How do you reduce smoking as a society? ‘Saying that it’s bad and not allowed doesn’t work with a lot of people. Something must come in its place. You have to appreciate that people have needs that have to be met. This must be something that people think is fun to do and that is cool. Playing sport with others, for instance, or games.’ But that does take more of an effort than lighting a cigarette. ‘Definitely. I certainly wouldn’t say it’s easy.’ Hommel managed in the end: he hasn’t smoked again since that tough six months, a long time ago now.

‘Smoking makes you more susceptible to infections’

At the Department of Pulmonology at the LUMC, it’s as if smoking never went out of fashion. In a special smoking room, Anne van der Does has equipment that exposes cultured lung cells to cigarette smoke. She wants to research how exactly the smoke affects these cells. And then if this damage can be repaired afterwards.

The cultured cells come from patients with COPD: chronic bronchitis or emphysema, usually caused by smoking. Van der Does cultures the cells until she has a good living imitation of the surface of your airways that the cigarette smoke passes. ‘In the lung epithelium there are, for instance, cells with cilia and cells that secrete mucus.
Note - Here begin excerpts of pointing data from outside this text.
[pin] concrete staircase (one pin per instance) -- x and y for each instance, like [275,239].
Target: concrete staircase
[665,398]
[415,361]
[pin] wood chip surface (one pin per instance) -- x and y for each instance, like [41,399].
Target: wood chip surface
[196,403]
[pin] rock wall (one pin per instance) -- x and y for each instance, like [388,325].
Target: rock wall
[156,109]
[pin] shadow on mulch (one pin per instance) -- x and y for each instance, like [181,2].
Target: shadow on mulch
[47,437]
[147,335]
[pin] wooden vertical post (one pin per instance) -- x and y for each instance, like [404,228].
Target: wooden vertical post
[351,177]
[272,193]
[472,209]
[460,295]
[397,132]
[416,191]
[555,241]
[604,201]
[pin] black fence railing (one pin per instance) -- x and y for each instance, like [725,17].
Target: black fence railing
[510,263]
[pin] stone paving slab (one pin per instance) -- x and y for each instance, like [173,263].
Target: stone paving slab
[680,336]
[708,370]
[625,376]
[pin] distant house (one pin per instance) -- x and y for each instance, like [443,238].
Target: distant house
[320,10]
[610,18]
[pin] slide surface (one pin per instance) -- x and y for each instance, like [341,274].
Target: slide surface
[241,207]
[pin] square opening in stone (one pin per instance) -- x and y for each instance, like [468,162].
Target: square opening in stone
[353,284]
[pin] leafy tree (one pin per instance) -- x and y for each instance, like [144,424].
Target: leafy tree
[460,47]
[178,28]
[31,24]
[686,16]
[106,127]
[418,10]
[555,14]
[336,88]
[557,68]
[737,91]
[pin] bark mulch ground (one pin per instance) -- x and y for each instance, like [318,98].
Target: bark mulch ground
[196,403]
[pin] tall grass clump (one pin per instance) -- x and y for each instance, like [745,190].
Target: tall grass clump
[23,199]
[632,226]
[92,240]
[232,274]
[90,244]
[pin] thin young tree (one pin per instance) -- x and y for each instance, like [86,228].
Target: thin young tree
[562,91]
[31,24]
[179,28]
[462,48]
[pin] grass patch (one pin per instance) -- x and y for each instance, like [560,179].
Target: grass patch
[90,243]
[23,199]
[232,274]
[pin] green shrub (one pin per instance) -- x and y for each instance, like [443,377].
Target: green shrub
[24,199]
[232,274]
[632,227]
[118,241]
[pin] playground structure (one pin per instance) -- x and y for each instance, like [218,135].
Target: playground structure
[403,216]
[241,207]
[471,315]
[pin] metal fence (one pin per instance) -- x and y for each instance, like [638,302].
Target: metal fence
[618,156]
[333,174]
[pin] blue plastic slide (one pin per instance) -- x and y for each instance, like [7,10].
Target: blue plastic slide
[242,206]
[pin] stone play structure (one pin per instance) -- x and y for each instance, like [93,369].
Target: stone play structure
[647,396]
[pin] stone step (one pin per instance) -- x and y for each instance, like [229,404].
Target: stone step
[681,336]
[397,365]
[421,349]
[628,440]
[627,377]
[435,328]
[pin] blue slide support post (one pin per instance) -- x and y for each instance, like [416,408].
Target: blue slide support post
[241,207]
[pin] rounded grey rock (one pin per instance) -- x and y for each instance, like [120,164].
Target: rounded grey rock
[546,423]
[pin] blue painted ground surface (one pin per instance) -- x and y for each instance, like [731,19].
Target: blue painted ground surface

These are really important for removing dirt from your lungs.  Sometimes you cough to help the process.’

If the cultured cells are exposed to smoke for a quarter of an hour, Van der Does can see an inflammatory response. ‘If we do this for a certain period of time every day, you see lasting effects. The cilia cells become impaired or die, which means they can no longer sweep away dirt. Cells that make immune molecules against bacteria, our own antibiotics, also become impaired. Wounds that we make don’t heal as well. In short: you become more susceptible to infection.’

Although lung cancer is not her specialism, Van der Does knows that smoking causes DNA damage, which leads to lung cancer. ‘As the cells can no longer repair this damage, the cells are able to divide uncontrollably and thus form a tumour.’